Si sa famille proche est au courant, sa famille au pays ne s’en doute pas :  « Je ne le dirai pas à la génération au-dessus, pour elleux c’est incompréhensible. Ma grand-mère a grandit dans un petit village en Algérie, pour elle il y avait deux genres et une orientation sexuelle et voilà c’est fini », rigole celle qui a également dû rompre avec une partie des gens de son quartier.

Franchir le pas : en parler à sa famille

Lorsqu’Hanane a rencontré des ami.e.s militant.e.s partageant la même situation qu’elle, elle s’est rendue compte que certaines familles issues de l’immigration étaient prêtes à accepter les identités queers. Encouragée par cette éventualité, elle a décidé d’en parler à ses proches, « frères, sœurs, cousins, cousines prêt.e.s à me soutenir, à mener la bataille avec moi ». 

 Je ne peux pas choisir entre être lesbienne ou être marocaine, je suis les deux et si je dois choisir entre un des deux, en vrai, je meurs.

Quelques temps plus tard, elle se décidera à en parler à son oncle et à sa tante qui représentent ses références parentales. « Ils ne comprennent pas vraiment, mais ils m’aiment et veulent mon bonheur », assure-t-elle.
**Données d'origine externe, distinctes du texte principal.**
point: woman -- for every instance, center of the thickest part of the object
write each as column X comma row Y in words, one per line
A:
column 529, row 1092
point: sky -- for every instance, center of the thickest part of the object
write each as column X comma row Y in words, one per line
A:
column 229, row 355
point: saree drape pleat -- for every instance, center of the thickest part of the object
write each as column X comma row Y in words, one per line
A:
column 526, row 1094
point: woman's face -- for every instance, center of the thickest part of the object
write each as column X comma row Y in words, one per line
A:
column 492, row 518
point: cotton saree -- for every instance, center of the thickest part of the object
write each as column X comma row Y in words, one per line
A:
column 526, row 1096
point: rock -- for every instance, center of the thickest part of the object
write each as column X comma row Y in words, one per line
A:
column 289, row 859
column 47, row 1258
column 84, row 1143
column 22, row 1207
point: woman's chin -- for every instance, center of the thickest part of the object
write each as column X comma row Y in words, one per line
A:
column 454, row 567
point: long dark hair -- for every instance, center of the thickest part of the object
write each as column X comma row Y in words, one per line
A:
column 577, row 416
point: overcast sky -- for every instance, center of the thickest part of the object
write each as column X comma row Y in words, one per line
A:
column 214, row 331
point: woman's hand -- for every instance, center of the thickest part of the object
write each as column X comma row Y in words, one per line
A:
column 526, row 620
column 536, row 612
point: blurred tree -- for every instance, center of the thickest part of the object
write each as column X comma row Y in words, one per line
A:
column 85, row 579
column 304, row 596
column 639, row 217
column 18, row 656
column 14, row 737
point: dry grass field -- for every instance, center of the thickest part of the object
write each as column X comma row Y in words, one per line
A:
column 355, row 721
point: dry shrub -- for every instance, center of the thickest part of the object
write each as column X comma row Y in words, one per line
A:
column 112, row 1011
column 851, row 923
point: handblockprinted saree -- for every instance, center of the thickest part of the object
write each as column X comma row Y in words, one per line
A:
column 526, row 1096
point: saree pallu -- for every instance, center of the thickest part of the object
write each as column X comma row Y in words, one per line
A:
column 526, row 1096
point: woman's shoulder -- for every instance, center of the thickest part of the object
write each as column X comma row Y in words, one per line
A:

Il y a un mois, Hanane finit par en parler à sa mère qui habite au bled. Elle lui écrit une lettre, la fait traduire par une membre du collectif et lui envoie par message vocal sur Whatsapp. En guise de conclusion, elle expose : « Je ne peux pas choisir entre être lesbienne ou être marocaine, je suis les deux et si je dois choisir entre un des deux, en vrai, je meurs ». 

« Un truc tacite entre nous » 

Myriam, la plus jeune des trois, n’a encore pas osé en parler à sa mère, « même si je pense qu’elle a déjà dû se poser des questions… » Encore une fois, son récit fait écho à celui d’Hanane. Elle raconte que son père a fini par arrêter de lui parler de mariage : « Il était souvent à Paris, il adorait ma compagne. Je ne saurai jamais s’il a capté, mais je me suis dit qu’il y avait un truc tacite entre nous ». 

Dans ses travaux, Salima Amari définit le tacite comme une alternative au coming out direct à l’occidentale. Une stratégie permettant de concilier lien familial et vie affective. Toutefois, Myriam « pense qu’au bout d’un moment [elle] sera obligée de leur dire, mais peut-être dans 10 ou 15 ans ».

Grâce à la force tirée du collectif, Hanane, Nour et Myriam se sentent en mesure de faire évoluer les mentalités. « En France, à l’époque, les mouvements LGBTQIA+ ont eu la capacité de faire bouger les lignes, pourquoi nous, on ne serait pas en mesure de favoriser ce changement au sein des communautés immigrées ? », questionne Hanane.

* Les prénoms ont été changés à la demande.